Comunicado de APOCLAM: Solicitud de revisión pautas asociadas Instrucciones del 13/02/26 relativas a la admisión de alumnado

A LA ATENCIÓN DEL CONSEJERO DE EDUCACIÓN, CULTURA Y DEPORTES DE LA COMUNIDAD AUTÓNOMA DE CASTILLA-LA MANCHA

Desde la Asociación de Orientadores de Castilla-La Mancha (APOCLAM) nos dirigimos a usted, ya que son numerosos los orientadores y orientadoras asociados que nos han manifestado su inquietud y preocupación en relación a las pautas trasladadas durante este curso escolar desde Dirección General de Innovación Educativa y Centros, en relación a los procedimientos técnicos que regulan la respuesta educativa al ACNEEs.

En primer lugar, queremos trasladar el malestar expresado por las orientadoras y los orientadores en relación  a las pautas asociadas a las Instrucciones del 13/02/2026, de la Dirección General de Innovación Educativa y Centros, relativas a la admisión de alumnado en centros no universitarios públicos y privados concertados para las enseñanzas del segundo ciclo de Educación Infantil, Educación Primaria, Educación Secundaria y Bachillerato en el curso 2026/2027, donde se recoge la “Documentación a valorar y validar necesaria para la escolarización del alumnado objeto de escolarización de la comisión específica” (Punto 37) y se concreta que el “Certificado de discapacidad” y el “Informe clínico-sanitario” serán requisito obligatorio para la adopción de medidas individualizadas y/o extraordinarias de inclusión educativa.

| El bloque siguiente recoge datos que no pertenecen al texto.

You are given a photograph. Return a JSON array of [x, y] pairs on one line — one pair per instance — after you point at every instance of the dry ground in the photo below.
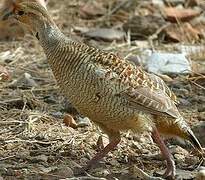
[[35, 143]]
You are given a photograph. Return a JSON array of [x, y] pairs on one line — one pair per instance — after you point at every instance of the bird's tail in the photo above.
[[192, 138]]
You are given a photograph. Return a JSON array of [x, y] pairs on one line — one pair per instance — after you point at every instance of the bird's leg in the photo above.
[[113, 142], [171, 170]]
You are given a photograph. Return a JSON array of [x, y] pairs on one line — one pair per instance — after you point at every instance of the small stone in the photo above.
[[63, 171], [177, 14], [69, 121], [83, 121], [201, 174], [168, 63]]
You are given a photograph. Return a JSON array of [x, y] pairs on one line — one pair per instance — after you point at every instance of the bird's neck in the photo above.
[[49, 36]]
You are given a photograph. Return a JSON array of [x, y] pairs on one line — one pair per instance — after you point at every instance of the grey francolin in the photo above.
[[11, 29], [115, 94]]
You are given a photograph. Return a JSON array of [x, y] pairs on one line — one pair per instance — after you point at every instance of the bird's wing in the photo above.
[[143, 91], [162, 86]]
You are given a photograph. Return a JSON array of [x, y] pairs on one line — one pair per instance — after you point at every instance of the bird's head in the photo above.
[[31, 14]]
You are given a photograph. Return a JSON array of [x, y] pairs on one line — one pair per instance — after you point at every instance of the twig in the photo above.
[[140, 173]]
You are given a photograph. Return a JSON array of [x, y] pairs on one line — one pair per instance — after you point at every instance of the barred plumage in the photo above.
[[111, 91]]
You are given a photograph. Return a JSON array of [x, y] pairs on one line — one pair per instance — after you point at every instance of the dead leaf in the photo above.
[[4, 75], [184, 33]]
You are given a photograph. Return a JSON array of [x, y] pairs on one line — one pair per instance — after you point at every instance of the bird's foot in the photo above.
[[171, 169]]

Desde la asociación, atendiendo a normativa de rango superior, entendemos que la documentación de entidades externas no debe ser un requisito obligatorio (sí conveniente), y en aquellos casos de alumnos que no cuenten esta documentación externa, pero que el profesional considere que presenta un perfil compatible con lo establecido en norma para poder considerarse ACNEEs el informe psicopedagógico y el dictamen de escolarización elaborados por las orientadoras y los orientadores son y deben ser los únicos documentos exigibles.

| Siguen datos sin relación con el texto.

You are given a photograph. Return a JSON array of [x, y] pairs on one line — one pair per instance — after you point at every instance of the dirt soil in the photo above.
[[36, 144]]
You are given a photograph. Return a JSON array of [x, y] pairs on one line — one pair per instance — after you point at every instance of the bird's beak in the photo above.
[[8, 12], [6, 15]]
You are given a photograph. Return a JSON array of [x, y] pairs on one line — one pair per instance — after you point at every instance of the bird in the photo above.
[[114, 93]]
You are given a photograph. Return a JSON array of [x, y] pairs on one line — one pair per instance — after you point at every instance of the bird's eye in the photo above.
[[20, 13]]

Estos documentos técnicos recogen la identificación de barreras, potencialidades y necesidades del alumnado, así como la adopción de medidas de inclusión educativa y la asignación de recursos, que ahora se ven condicionados a la aportación obligatoria de informes externos al sistema educativo.

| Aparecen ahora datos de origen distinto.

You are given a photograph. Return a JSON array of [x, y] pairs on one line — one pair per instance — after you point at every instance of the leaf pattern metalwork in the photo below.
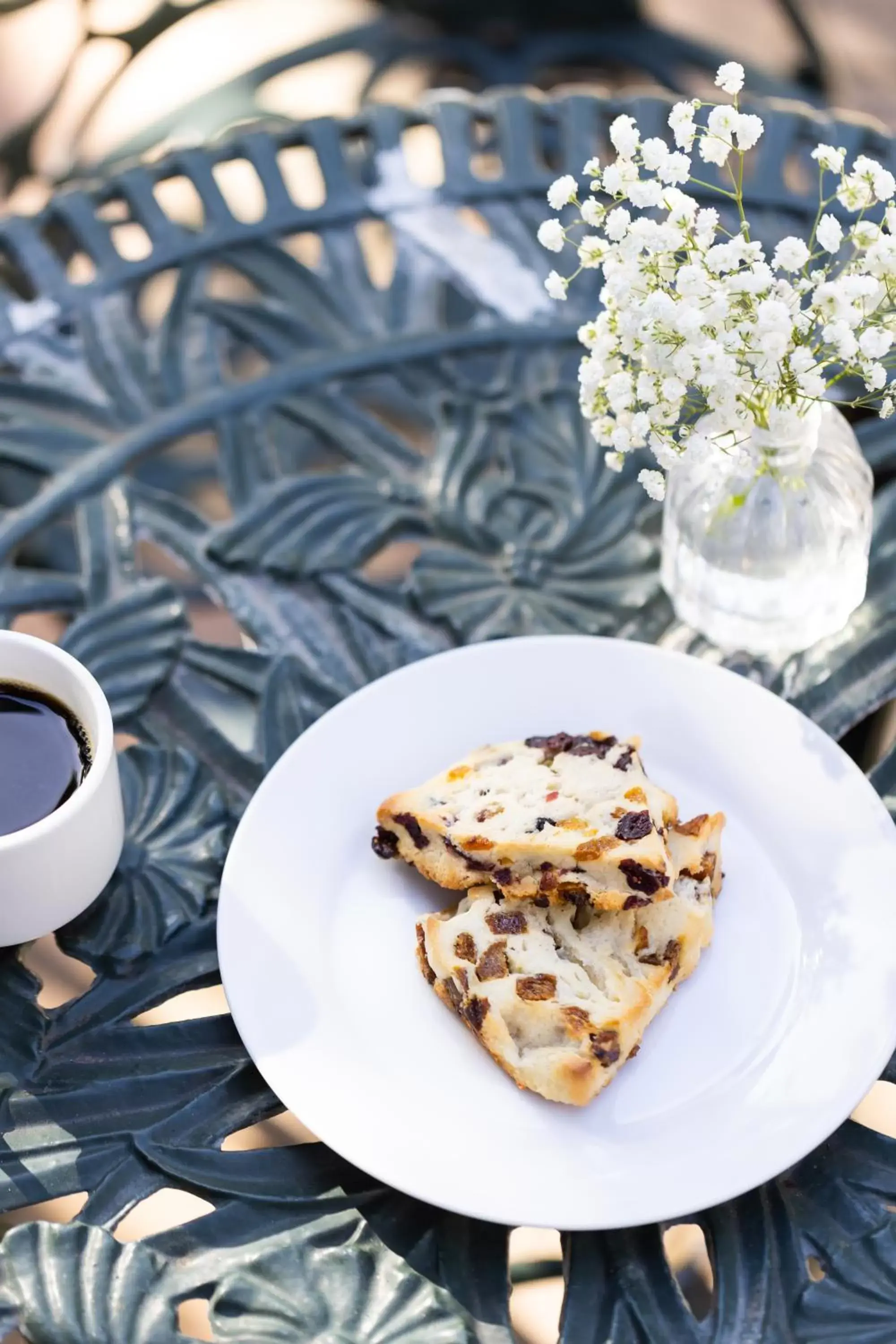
[[249, 475]]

Este malestar está relacionado, por un lado, con la limitación de sus funciones en cuanto a la toma de decisiones técnicas de carácter educativo mediante el análisis del alumnado en su contexto y, por otro lado, con el exceso de burocracia exigida desde la administración para poder proporcionar al alumnado las medidas y recursos necesarios para una educación inclusiva. Hemos de tener en cuenta que las administraciones educativas deben garantizar la atención y los recursos  para el abordaje de las necesidades educativas especiales desde el mismo momento en que estas son identificadas, entendiendo que la obtención de “Certificados de Discapacidad” e “Informes clínico-sanitarios” manejan tiempos ajenos al propio sistema educativo, y que se trata de documentos que en la mayor parte de los casos se nutren de la información que aportan los propios Equipos y Departamentos de Orientación. En este sentido, las orientadoras y orientadores alertan desde la asociación que este requisito lesionará de manera importante los derechos del alumnado al limitar e incluso impedir la adopción inmediata de medidas individualizadas y extraordinarias de inclusión educativa necesarias para la adecuada respuesta educativa del alumnado, generando la consecuente limitación de recursos personales y materiales necesarios para una adecuada atención inclusiva. Así mismo, señalan que esta cuestión condiciona nuestro modelo de inclusión educativa a un modelo clínico que se está intentando superar desde las administraciones educativas.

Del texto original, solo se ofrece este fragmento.